- Born: January 11, 1914 New York City, New York, U.S.
- Died: June 3, 2024 (aged 110 years, 144 days) Los Angeles, California, U.S.
- Occupation(s): Blogger, writer, artist
- Known for: Oldest blogger in the world (March 24, 2022 – June 3, 2024); Oldest living man in the United States (December 30, 2023 – June 3, 2024);
- Spouse: Betty Goldmintz ​ ​(m. 1938; died 2019)​
- Children: 2
- Website: morriemarkoff.wordpress.com

= Morrie Markoff =

American blogger, writer, artist, and supercentenarian (1914–2024)

Morrie Markoff (January 11, 1914 – June 3, 2024) was an American blogger, writer, artist, and supercentenarian. He was the oldest verified living man in the United States and the oldest known active blogger in the world.

== Biography ==
Markoff was born on January 11, 1914, one of four siblings, in a Jewish family in a tenement in New York City, and grew up in East Harlem.
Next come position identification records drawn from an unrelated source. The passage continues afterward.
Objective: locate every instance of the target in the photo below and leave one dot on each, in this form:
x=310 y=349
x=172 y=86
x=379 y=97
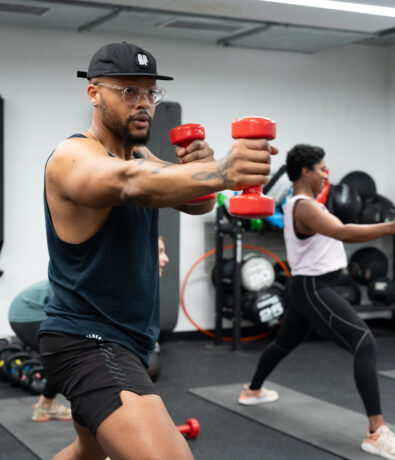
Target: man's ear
x=93 y=94
x=305 y=172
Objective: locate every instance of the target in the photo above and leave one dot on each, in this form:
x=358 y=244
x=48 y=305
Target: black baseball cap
x=122 y=59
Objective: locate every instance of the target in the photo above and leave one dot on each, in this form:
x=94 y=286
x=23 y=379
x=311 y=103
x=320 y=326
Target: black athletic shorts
x=91 y=374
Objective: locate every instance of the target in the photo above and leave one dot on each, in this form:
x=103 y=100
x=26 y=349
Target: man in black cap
x=102 y=191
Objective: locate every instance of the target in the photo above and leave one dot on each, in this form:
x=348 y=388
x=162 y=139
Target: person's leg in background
x=339 y=322
x=294 y=328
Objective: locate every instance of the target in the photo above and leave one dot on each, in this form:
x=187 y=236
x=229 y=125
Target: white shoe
x=252 y=397
x=381 y=442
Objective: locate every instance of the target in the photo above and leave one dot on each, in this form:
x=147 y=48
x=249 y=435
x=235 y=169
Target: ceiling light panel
x=297 y=39
x=56 y=15
x=173 y=27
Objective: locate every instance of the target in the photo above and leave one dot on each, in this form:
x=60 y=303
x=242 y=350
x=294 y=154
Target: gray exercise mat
x=388 y=374
x=326 y=426
x=44 y=439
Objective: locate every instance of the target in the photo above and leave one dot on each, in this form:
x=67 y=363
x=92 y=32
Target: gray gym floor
x=317 y=369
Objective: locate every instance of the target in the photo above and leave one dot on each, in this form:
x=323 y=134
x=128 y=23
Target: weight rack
x=225 y=224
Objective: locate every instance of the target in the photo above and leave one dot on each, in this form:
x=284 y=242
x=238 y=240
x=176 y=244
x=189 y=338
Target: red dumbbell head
x=254 y=128
x=183 y=135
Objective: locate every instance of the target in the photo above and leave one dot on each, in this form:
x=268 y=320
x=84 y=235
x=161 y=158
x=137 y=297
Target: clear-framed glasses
x=131 y=95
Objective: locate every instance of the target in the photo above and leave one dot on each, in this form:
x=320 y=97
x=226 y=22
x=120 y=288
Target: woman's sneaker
x=55 y=412
x=252 y=397
x=381 y=442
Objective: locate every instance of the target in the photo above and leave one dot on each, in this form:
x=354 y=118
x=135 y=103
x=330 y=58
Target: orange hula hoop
x=203 y=257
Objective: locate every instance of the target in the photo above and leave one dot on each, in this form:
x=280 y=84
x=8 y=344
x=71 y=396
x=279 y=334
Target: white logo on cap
x=142 y=59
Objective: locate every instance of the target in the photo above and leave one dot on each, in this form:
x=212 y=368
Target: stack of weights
x=355 y=200
x=20 y=367
x=263 y=299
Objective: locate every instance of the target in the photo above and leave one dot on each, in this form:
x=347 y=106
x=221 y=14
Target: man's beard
x=130 y=139
x=112 y=122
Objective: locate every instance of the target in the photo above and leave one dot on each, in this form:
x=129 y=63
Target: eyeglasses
x=131 y=95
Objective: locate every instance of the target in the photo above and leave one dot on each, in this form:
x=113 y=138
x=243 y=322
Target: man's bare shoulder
x=72 y=149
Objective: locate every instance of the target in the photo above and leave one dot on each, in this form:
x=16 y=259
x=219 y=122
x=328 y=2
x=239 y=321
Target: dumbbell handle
x=183 y=135
x=252 y=203
x=254 y=128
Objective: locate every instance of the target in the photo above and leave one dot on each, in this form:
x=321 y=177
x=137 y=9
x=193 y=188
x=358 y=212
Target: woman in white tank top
x=313 y=238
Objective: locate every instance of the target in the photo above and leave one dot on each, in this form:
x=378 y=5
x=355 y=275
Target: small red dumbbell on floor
x=183 y=135
x=191 y=428
x=252 y=203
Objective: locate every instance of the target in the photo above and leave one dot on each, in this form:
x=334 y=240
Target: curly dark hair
x=302 y=156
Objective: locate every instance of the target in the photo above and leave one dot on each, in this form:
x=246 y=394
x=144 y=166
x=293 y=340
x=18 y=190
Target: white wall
x=390 y=157
x=337 y=99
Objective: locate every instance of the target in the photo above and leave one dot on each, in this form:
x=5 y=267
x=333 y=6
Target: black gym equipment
x=28 y=366
x=5 y=353
x=37 y=380
x=381 y=209
x=154 y=367
x=348 y=288
x=256 y=273
x=381 y=291
x=234 y=227
x=280 y=276
x=362 y=183
x=346 y=203
x=367 y=264
x=265 y=307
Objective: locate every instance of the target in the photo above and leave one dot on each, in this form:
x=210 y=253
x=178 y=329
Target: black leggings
x=27 y=333
x=312 y=302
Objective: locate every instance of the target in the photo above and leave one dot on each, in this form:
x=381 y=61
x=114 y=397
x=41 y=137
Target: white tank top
x=312 y=256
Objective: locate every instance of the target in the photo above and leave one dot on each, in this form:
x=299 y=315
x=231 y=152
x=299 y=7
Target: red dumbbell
x=191 y=428
x=252 y=203
x=183 y=135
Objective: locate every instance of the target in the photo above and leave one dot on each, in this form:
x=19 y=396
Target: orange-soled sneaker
x=381 y=442
x=55 y=412
x=252 y=397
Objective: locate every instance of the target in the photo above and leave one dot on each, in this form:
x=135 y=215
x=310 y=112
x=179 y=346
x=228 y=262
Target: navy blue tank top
x=107 y=287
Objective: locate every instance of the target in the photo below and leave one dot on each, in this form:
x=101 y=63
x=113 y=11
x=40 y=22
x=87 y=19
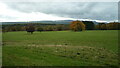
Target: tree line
x=74 y=26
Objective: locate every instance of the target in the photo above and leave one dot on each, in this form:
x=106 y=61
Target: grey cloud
x=92 y=10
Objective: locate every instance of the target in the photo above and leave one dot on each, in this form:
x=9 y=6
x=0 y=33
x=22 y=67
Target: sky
x=36 y=11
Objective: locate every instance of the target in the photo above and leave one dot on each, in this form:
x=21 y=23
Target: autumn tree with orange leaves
x=77 y=26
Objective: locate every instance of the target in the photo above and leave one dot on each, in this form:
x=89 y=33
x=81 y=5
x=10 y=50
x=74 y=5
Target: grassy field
x=60 y=48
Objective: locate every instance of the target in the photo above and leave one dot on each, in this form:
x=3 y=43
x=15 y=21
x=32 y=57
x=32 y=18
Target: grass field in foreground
x=60 y=48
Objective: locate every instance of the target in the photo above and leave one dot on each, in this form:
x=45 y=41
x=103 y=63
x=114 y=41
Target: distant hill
x=48 y=22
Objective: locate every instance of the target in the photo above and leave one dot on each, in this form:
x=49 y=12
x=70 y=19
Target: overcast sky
x=27 y=11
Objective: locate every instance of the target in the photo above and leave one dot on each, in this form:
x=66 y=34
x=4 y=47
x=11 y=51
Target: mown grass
x=60 y=48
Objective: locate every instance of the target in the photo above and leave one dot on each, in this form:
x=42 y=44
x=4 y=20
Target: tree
x=30 y=28
x=77 y=26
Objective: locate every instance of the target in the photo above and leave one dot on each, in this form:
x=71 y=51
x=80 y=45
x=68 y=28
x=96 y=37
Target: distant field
x=60 y=48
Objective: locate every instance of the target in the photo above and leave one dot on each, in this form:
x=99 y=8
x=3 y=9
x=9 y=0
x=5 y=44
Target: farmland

The family was struck by Spanish flu pandemic in 1918; his older brother died of the disease but he survived. He went on to train as a machinist under the guidance of his father, though he would work various jobs during the Great Depression before settling on repairing and selling vacuum cleaners.

Markoff met his future wife Betty Goldmintz (1916–2019) in early 1938 during a mutual friend's wedding party in part in the Bronx, and the two married in Los Angeles on November 4, 1938. They had two children: Judith Hansen and Steven. He made ammunition during World War II and would later run an air conditioning and appliance company. He was a member of the Communist Party USA and regularly engaged in protests. The Markoffs travelled to Moscow and Leningrad in the early 1950s, as Morrie had been curious to visit the Soviet Union, but grew disillusioned with Soviet socialism after a month.

As a hobby, Markoff took up art, primarily sculpting. These artworks were inspired by people and places he experienced throughout his life.

In 2014, many of these sculptures, along with paintings and photographs by Markoff, were displayed at the Red Pipe Gallery in Chinatown to commemorate his 100th birthday. He had five grandchildren and two great-grandchildren as of April 2017. His wife, Betty Goldmintz, died on September 21, 2019, aged 103, after eight decades of marriage.

Markoff died in Los Angeles, California, on June 3, 2024, at the age of 110 years, 144 days. He had suffered two strokes, according to his daughter. His brain will be donated to the Brain Donor Project for medical research.

=== Writings ===
Markoff published a memoir entitled Keep Breathing: Recollections from a 103-year-old in 2017, the title of which was based on a comment he once made regarding his health. Markoff remained an active writer whose blog mainly consists of personal thoughts, life experiences, and politics.

== Health and longevity ==
Markoff was a regular smoker for 30 years but quit after being diagnosed with throat cancer, which he survived. At the age of 99, Markoff suffered a heart attack and flatlined while being fitted with a pacemaker, being declared legally dead; he was revived. During the COVID-19 pandemic, his family withdrew him from the nursing facility in Silver Lake that he had been residing in, due to the spread of the virus in the facility. He was mostly vegetarian and habitually avoided plastic water bottles.

Markoff became the oldest known active blogger on March 24, 2022, upon the death of 109-year-old Dagny Carlsson of Sweden, and became the oldest verified living man in the United States following the death of 110-year-old Horace Baumer on December 30, 2023. Twelve days later, he turned 110.

In his supercentenarian years, he retained notable lucidity, able to engage in conversations about his life and politics, but suffered from hearing loss and limited mobility.